Vikings promise ‘havoc’
Vikings promise ‘havoc’
Extra firepower has Denmark dreaming of QFs
With Denmark getting ready to host in 2018, a good showing in Russia would do wonders for the country’s hockey program in the run-up to the big event. The Danes have shown great resilience to remain at the highest level since 2003, but it’s a long time since that QF run in 2010.
However, the 2016 roster features some big-name NHL talent, including a WC debut for Nikolaj Ehlers of the Winnipeg Jets, who previously impressed at the 2015 World Juniors and posted 38 points in his rookie NHL campaign. That’s why there’s genuine optimism that Moscow might be the perfect stage for another memorable success.

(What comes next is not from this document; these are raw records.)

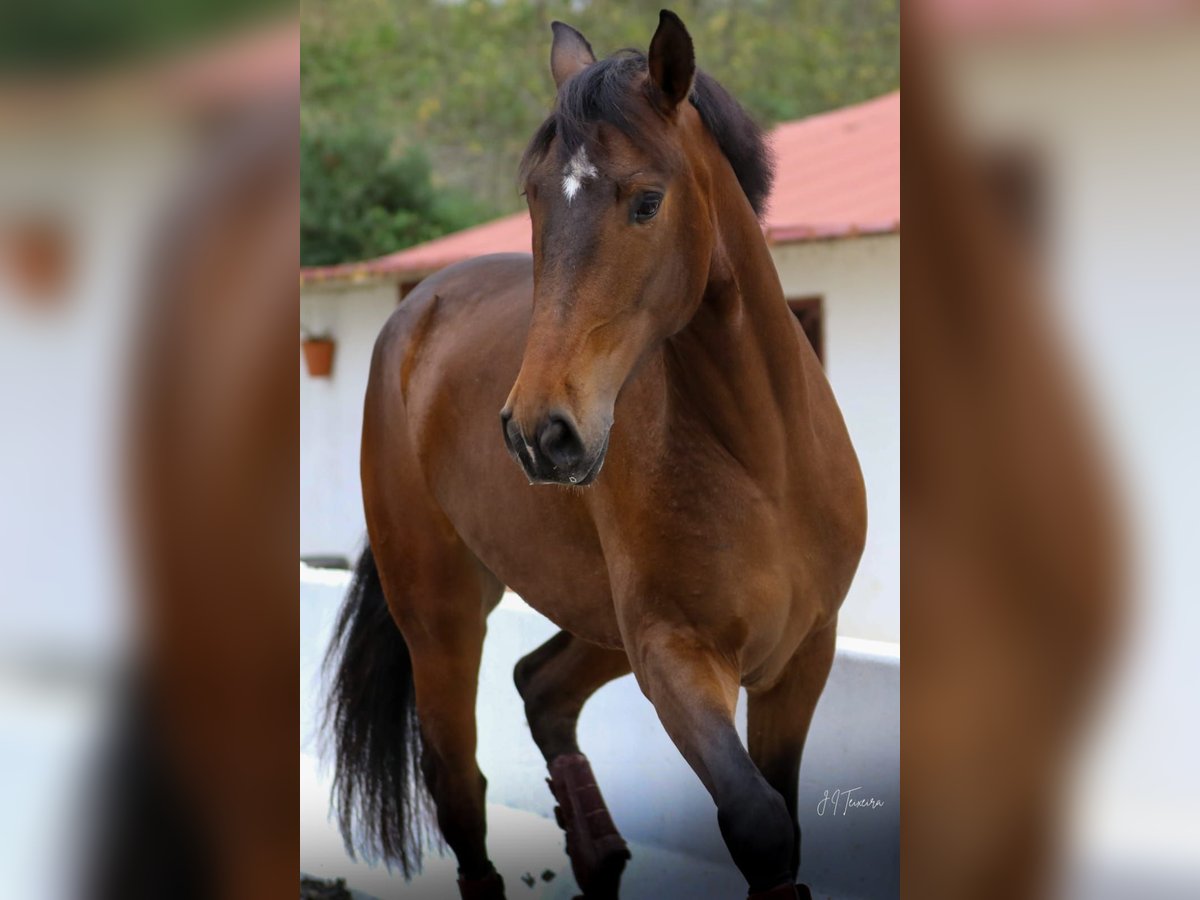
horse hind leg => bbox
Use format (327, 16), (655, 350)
(376, 546), (504, 900)
(746, 625), (836, 898)
(514, 631), (630, 899)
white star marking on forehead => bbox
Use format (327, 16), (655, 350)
(563, 146), (600, 203)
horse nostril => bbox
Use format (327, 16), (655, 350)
(500, 408), (521, 454)
(538, 415), (583, 469)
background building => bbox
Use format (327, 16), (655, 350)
(300, 92), (900, 641)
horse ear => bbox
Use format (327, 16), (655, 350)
(649, 10), (696, 113)
(550, 22), (596, 88)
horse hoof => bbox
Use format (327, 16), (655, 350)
(546, 754), (630, 900)
(746, 883), (812, 900)
(458, 869), (504, 900)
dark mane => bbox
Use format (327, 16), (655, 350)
(521, 50), (774, 216)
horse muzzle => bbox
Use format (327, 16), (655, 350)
(500, 407), (608, 486)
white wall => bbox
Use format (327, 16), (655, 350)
(772, 234), (900, 641)
(299, 284), (397, 560)
(300, 235), (900, 641)
(300, 568), (900, 900)
(949, 19), (1200, 898)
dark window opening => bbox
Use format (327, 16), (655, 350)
(787, 296), (824, 366)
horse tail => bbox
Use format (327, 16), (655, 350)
(325, 545), (432, 878)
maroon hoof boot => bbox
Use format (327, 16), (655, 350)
(458, 869), (504, 900)
(746, 883), (812, 900)
(546, 754), (629, 900)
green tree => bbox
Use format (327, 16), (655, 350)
(300, 126), (494, 265)
(300, 0), (900, 262)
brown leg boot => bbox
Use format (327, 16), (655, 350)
(546, 754), (630, 898)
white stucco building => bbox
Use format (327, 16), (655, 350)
(299, 92), (900, 641)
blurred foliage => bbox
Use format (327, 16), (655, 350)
(0, 0), (294, 73)
(300, 126), (493, 265)
(300, 0), (900, 264)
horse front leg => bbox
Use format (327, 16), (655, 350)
(630, 624), (797, 900)
(512, 631), (630, 900)
(746, 624), (838, 896)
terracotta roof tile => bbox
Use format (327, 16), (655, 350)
(300, 91), (900, 283)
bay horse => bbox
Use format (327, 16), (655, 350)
(329, 11), (866, 900)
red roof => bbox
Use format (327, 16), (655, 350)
(300, 91), (900, 283)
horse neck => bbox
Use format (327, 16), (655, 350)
(665, 174), (809, 486)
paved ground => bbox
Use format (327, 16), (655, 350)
(300, 754), (745, 900)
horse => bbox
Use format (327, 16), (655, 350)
(328, 11), (866, 900)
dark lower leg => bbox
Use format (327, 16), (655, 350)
(514, 631), (629, 898)
(635, 629), (796, 896)
(512, 631), (630, 762)
(746, 628), (835, 890)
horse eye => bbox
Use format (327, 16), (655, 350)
(634, 193), (662, 222)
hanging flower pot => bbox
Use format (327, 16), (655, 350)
(300, 336), (334, 378)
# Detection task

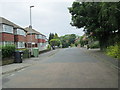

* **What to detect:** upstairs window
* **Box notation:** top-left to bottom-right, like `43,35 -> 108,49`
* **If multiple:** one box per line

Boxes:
16,29 -> 26,36
35,35 -> 38,39
3,24 -> 13,33
38,35 -> 42,39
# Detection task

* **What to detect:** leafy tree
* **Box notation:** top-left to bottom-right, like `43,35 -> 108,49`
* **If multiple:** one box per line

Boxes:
54,33 -> 59,39
50,39 -> 60,49
60,34 -> 76,48
48,33 -> 54,44
69,2 -> 120,49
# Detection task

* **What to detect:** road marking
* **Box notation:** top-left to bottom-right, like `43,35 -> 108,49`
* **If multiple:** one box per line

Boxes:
10,74 -> 15,77
17,69 -> 25,72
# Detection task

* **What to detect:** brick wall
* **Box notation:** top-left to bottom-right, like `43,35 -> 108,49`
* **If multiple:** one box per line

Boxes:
27,35 -> 38,43
15,35 -> 27,42
2,33 -> 14,41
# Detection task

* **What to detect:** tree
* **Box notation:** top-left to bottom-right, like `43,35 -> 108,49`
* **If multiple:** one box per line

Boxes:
60,34 -> 76,48
50,39 -> 60,49
54,33 -> 59,39
69,2 -> 120,49
48,33 -> 54,44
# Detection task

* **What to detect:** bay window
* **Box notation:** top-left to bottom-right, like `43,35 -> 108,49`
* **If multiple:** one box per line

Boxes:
17,42 -> 25,48
2,24 -> 13,33
16,29 -> 26,36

Sebastian Dahm is likely to be the #1 for Denmark this time around. He got the bulk of the game time in Ostrava a year ago, helping the country rank fourth on SVS for the tournament. With Patrick Galbraith not joining the roster in Moscow the 29-year-old Copenhagen native is the most senior of the three netminders available. He’s just completed his first season with Graz 99ers in the EBEL, maintaining a good save percentage in a struggling team. He’s backed up by Simon Nielsen of Herning Blue Fox and World Championship rookie George Sorensen of Frederikshavn White Hawks.
Defence can be a problem for the Danes. One reason for the impressive save percentage in the Czech Republic was the large number of shots on goal allowed: 239 in seven games was the heaviest fusillade endured by any team. Much will depend in Jesper B. Jensen’s performance. He spent the season with Jokerit Helsinki in the KHL and after a year playing at a higher level than his fellow blue-liners, he’ll be expected to lead the team once again here. Mads Bodker and Markus Lauridsen are other men to look out for at the back while Daniel Nielsen is set to play in his 10th World Championship.
The big news is the availability of Winnipeg’s Nikolaj Ehlers, Montreal’s Lars Eller and Vancouver’s Jannik Hansen. None of the NHL trio were available last time as Denmark iced an almost entirely European-based roster and there’s real excitement about the extra firepower they can bring in 2016. Hansen, in particular, talked up the team’s chances prior to the competition, pointing out how rare it was for all these Viking stars to assemble on a single roster. After mustering just 10 goals in Ostrava, the additional firepower will be more than welcome here.
Kirill Starkov will surely capture plenty of local interest in Moscow. The 29-year-old was born in Sverdlovsk (now Yekaterinburg) where his father Oleg played for Avtomobilist. The family then moved to Esbjerg, where Starkov senior played for the local team and Kirill became a Danish citizen shortly after he turned 18. Now he’s with Red Ice, a team with a strong Russian accent in the Swiss second tier, and will hope to show Russian fans more than he managed in a brief stint at CSKA Moscow in 2009.
Kim Staal is the most glaring absentee: now 38, the veteran forward is returning to the Danish league next season but isn’t in his country’s plans here. A shoulder injury rules out Jokerit Helsinki’s Peter Regin while Mikkel Bokren is a free agent and cannot risk injury while he seeks a new club. There are two young prospects taking their World Championship bows: Mikkel Aasgaard (Sudbury Wolves) and Mathias From (Rogle Angelholm).
Head coach Jan Karlsson is promising to “wreak a little havoc” in Moscow after assembling his tournament roster for his fourth Worlds behind the Danish bench. It won’t be his first time working in Russia: he went to Atlant Mytishi in 2011 as assistant to Bengt-Ake Gustafsson and found himself promoted to the top job after Gustafsson’s dismissal early in the season. After finishing in the minor places in the three previous editions Karlsson, who was an assistant coach on Sweden’s Olympic and World Championship-winning 2006 teams, is hoping for a break-out result this time around.
After dodging relegation by a single point last time out, Denmark is hopeful that a stronger roster with more NHLers can lead to a more comfortable campaign in Russia. The presence of the three Canadian-based forwards gives a real lift to the offence and could be enough to steer Denmark into more comfortable waters in Russia and get them battling with Switzerland for a play-off spot. There’s a wealth of experience in the roster as well, from captain Morten Green in his 18th IIHF World Championship and nine other players with more than 100 games for their country. That could make the difference in the clashes with fellow outsiders Kazakhstan, Latvia and perennial rival Norway.